Degustiamo il tè in un localino caratteristico e nella Piazza del Vecchio Mercato donne in costume eseguono danze tradizionali richiamando numerosi spettatori e coinvolgendo anche noi. Una ragazza ci fa salire ai piani superiori dell’abitazione da dove si gode una magnifica vista sui tetti con le tegole in legno della città vecchia. Gironzoliamo fino all’imbrunire tra ponticelli, vicoletti con le case in legno, porte decorate da pitture e raffinati intagli, il mercato, in un brulichio di gente, colori, chioschi affacciati sul reticolo di canali, dove i locali mangiano a tutte le ore.

LA GOLA DEL SALTO DELLA TIGRE

Partiamo per il distretto tibetano di Zhongdian, conosciuto per le sue bellezze naturali. Lungo la strada tortuosa costeggiamo il Fiume Azzurro, prima della sosta pranzo per affrontare poi la gola del “Salto della Tigre”. Lunga 16 km, questa gola è fra le più profonde del mondo e raggiunge l’altezza di 3900 metri dalle acque del fiume Yangtze (o Jinsha), fino alle vette innevate dello Haba Shan e dello Yulong Xueshan (Dragone di Giada), che dominano l’intera area. Secondo la leggenda una tigre, per sfuggire ad un cacciatore, fece un balzo da una parete all'altra nel punto più stretto del canyon (25 m). La visita alla gola è regolamentata e dato il grande afflusso di visitatori sono state realizzate delle imponenti scalinate in legno per raggiungere il fondo della gola, con balconi a sbalzo sulle acque molto impetuose. Oltre 600 i gradini per la discesa ed altrettanti per la risalita, con possibilità di servizio di portantine.

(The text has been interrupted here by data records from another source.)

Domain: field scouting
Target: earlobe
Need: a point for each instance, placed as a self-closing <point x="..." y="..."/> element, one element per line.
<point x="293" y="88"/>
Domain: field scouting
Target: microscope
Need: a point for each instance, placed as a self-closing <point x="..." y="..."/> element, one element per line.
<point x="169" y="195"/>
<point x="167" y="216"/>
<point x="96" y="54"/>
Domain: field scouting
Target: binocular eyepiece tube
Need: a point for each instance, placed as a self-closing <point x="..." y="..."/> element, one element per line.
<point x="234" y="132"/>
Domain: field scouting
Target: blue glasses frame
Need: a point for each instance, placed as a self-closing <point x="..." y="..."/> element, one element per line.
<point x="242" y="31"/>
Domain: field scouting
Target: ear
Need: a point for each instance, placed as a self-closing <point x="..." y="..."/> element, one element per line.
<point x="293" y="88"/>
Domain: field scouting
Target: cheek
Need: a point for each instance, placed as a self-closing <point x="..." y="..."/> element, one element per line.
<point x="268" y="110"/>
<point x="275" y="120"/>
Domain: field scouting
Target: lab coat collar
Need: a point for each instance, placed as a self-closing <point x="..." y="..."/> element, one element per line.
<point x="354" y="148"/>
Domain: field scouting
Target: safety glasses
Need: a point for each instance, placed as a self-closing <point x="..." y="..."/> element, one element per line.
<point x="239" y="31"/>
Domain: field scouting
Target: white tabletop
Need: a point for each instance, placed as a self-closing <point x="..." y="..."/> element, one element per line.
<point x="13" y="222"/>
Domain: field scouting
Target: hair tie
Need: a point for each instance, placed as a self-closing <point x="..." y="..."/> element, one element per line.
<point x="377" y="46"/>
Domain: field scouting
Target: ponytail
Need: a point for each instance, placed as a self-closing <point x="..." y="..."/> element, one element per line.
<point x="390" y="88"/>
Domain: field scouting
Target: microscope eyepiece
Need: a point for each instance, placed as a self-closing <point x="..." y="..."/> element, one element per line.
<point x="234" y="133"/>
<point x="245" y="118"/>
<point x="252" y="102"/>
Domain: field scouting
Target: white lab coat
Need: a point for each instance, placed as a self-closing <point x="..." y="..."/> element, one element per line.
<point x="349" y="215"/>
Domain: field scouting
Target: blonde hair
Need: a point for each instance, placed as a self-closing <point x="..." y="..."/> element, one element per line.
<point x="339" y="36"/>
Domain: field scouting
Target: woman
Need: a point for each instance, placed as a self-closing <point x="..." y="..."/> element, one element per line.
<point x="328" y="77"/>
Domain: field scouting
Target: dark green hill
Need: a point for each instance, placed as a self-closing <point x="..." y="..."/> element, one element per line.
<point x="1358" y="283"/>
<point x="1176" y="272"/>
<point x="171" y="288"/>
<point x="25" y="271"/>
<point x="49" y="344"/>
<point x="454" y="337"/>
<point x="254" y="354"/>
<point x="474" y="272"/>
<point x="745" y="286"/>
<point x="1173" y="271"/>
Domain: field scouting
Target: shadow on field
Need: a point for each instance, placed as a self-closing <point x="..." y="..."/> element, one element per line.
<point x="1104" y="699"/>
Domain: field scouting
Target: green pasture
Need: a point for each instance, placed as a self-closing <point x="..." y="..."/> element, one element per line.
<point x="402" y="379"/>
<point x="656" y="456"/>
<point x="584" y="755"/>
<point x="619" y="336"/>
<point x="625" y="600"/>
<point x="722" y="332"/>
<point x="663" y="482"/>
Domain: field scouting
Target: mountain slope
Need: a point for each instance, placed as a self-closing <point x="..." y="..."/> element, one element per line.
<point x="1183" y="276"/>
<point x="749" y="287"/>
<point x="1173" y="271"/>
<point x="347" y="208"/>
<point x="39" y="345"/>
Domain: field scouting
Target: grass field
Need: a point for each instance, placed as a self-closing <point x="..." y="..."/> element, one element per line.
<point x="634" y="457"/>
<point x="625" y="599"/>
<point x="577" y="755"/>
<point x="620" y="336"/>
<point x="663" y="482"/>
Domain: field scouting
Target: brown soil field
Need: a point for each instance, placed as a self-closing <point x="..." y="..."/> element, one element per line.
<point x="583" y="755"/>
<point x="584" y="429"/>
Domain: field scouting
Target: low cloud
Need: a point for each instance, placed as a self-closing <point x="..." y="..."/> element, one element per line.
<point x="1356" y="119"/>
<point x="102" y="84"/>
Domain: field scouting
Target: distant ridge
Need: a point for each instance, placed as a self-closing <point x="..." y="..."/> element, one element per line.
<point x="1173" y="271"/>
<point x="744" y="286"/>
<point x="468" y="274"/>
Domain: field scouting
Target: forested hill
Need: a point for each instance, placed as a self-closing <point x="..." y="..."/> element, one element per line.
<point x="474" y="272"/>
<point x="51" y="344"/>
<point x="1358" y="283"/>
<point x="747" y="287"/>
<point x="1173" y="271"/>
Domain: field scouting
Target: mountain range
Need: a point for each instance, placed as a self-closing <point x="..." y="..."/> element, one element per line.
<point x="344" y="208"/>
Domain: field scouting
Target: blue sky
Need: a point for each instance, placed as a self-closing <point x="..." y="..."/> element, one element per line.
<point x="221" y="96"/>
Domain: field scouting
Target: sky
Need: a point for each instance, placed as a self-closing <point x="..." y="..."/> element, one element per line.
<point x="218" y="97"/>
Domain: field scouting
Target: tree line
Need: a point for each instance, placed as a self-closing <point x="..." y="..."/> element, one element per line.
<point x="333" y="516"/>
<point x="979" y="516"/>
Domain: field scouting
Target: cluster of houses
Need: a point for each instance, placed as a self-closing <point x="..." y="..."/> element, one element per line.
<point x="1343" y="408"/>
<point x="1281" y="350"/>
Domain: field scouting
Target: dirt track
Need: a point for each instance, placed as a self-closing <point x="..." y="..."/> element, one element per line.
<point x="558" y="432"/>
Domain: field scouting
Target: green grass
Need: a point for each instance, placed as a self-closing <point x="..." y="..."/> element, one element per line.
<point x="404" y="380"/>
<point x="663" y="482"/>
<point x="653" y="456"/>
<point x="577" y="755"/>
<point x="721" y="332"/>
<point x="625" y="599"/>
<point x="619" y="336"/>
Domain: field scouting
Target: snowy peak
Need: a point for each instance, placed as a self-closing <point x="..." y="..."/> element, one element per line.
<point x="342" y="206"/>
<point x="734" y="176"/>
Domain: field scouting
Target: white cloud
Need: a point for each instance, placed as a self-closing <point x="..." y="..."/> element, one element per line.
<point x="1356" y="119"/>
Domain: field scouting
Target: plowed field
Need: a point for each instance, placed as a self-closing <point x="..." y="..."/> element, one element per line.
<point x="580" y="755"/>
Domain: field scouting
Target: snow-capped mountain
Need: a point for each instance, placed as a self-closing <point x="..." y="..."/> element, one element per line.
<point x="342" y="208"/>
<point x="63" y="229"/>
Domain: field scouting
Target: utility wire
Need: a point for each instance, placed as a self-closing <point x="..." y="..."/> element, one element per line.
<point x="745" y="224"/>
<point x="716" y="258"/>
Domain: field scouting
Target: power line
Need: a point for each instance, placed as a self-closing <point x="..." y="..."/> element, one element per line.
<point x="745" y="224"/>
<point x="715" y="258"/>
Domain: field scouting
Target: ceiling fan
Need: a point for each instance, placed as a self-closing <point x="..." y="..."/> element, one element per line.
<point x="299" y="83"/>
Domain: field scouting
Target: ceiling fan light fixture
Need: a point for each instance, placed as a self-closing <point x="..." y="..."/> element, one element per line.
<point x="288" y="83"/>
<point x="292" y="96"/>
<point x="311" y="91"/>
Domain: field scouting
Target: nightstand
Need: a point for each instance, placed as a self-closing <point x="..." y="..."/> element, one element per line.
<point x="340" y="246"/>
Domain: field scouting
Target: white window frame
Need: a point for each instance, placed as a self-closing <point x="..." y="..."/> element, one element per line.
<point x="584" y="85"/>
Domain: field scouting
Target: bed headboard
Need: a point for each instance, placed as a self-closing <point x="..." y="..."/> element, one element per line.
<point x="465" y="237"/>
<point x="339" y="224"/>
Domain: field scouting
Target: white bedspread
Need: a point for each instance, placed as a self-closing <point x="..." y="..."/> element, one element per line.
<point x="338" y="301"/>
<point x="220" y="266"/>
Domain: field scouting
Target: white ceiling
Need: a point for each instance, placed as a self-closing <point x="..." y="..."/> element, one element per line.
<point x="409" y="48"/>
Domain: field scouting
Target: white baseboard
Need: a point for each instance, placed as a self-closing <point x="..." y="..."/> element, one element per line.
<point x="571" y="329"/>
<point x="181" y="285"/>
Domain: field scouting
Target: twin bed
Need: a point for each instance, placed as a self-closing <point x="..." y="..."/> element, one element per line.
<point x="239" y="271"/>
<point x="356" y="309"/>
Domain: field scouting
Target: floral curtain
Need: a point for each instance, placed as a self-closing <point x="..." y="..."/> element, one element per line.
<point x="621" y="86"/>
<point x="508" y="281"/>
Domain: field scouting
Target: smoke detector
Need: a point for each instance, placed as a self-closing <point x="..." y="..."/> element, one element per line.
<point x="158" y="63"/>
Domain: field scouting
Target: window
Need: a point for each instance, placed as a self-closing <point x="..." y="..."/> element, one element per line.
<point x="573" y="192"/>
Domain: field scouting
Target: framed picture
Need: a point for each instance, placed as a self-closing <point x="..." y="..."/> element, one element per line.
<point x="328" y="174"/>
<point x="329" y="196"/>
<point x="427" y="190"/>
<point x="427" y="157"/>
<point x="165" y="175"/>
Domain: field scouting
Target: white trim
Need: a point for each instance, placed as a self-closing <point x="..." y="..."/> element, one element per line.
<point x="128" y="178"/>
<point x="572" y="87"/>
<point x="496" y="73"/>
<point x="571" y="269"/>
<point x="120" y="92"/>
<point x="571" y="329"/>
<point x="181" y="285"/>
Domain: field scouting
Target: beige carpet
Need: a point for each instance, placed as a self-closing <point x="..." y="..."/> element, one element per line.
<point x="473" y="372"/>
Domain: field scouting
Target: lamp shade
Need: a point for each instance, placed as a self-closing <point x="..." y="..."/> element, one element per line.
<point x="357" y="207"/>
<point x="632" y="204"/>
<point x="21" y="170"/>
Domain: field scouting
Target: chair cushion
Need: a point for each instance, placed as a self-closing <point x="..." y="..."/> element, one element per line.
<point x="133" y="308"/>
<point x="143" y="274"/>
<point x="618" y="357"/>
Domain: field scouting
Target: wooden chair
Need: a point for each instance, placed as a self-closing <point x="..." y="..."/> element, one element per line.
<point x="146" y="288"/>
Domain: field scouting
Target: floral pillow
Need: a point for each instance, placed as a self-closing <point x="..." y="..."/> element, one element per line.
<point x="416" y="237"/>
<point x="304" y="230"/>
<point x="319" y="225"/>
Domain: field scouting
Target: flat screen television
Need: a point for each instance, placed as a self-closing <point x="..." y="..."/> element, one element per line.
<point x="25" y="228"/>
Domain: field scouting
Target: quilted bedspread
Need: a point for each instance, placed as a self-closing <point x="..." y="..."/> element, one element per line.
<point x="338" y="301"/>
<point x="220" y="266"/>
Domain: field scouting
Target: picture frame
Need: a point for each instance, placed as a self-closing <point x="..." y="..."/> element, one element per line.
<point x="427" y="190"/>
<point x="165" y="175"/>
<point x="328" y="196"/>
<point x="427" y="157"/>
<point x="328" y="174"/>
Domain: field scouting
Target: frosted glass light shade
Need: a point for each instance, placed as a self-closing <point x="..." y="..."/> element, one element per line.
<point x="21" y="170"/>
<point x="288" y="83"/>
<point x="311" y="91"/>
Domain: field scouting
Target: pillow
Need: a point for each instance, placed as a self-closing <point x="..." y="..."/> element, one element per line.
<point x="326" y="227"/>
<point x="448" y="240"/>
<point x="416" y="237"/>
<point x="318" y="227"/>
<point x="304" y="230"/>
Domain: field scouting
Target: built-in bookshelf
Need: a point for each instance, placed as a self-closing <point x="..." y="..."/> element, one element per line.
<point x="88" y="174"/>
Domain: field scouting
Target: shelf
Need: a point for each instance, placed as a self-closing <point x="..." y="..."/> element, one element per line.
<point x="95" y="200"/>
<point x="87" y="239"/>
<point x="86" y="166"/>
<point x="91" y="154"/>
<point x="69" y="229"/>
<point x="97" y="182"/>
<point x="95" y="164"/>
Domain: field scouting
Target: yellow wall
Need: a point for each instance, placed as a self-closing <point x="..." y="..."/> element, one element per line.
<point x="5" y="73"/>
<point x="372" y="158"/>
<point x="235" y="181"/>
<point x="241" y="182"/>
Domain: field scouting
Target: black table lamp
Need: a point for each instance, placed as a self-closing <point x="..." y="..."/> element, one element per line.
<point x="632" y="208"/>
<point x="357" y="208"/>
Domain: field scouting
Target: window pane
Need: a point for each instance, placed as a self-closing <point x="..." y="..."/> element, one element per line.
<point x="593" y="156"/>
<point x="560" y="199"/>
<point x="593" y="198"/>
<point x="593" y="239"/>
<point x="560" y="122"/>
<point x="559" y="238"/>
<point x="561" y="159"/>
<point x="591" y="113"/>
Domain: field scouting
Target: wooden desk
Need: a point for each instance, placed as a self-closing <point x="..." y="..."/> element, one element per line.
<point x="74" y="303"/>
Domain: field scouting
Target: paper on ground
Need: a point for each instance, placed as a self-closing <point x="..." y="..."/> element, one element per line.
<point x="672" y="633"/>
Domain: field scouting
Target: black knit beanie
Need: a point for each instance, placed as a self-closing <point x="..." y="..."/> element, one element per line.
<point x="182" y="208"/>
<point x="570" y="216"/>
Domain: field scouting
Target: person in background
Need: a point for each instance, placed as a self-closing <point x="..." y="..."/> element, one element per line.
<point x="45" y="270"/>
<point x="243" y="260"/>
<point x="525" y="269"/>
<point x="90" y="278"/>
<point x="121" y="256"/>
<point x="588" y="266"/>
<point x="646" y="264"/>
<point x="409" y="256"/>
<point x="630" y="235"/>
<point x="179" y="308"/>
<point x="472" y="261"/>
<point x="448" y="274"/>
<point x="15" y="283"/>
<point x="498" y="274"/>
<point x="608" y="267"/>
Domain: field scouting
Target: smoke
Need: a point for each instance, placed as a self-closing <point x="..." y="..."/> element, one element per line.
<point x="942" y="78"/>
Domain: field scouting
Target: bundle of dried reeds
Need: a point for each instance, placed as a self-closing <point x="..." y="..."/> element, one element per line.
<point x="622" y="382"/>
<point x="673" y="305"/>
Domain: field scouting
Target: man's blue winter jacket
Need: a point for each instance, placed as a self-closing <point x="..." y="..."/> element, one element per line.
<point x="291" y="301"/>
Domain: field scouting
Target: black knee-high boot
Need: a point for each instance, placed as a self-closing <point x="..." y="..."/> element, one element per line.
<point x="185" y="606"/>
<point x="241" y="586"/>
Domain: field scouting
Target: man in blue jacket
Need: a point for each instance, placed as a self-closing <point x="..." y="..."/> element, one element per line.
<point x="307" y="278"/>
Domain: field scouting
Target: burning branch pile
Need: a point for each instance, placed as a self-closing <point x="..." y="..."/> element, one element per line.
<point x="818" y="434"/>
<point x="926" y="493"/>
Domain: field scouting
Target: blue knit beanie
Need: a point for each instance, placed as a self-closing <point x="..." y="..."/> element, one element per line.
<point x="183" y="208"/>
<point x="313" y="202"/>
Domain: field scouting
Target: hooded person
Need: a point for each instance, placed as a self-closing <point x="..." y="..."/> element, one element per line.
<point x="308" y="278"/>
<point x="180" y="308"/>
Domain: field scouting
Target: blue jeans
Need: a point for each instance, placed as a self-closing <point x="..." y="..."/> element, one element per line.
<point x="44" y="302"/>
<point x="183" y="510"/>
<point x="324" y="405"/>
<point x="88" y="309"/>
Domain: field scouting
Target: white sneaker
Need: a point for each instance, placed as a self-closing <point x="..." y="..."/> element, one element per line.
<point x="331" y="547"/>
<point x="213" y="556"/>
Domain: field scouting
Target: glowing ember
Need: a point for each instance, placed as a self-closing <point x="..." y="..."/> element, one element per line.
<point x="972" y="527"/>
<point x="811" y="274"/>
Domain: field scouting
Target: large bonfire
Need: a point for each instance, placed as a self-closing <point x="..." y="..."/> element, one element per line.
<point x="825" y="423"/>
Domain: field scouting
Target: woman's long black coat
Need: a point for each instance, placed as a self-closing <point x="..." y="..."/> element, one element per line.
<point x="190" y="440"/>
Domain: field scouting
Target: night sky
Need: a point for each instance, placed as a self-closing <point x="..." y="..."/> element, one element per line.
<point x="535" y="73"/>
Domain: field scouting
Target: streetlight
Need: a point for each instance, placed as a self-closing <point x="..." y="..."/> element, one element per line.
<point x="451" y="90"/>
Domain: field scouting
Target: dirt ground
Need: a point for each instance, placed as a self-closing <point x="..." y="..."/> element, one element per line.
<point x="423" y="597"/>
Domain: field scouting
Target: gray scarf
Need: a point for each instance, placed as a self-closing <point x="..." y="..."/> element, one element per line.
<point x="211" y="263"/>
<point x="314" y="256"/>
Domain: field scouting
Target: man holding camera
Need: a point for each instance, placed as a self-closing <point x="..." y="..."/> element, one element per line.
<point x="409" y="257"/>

Il Salto della Tigre è interessante, anche perché si trova lungo la tappa di trasferimento da Lijiang a Zhongdian (ribattezzata Shangri-La), ma probabilmente per apprezzarlo maggiormente bisognerebbe, magari, intraprendere un breve trekking lungo i sentieri che si intravvedono dall’alto della gola. Il paesaggio cambia completamente alla ripresa del viaggio: la terra è rossiccia, grandi distese di campi coltivati, spuntano le prime abitazioni di stile tibetano che indicano che ci stiamo avvicinando a Sangri-La, il luogo immaginario descritto nel romanzo Orizzonte perduto di James Hilton del 1933, che alcuni riconoscono in questa zona dello Yunnan. Arriviamo all’imbrunire e fa freddo, com’è fredda la cena a base di carne di yak lungo la strada per arrivare al Shangri-La hotel.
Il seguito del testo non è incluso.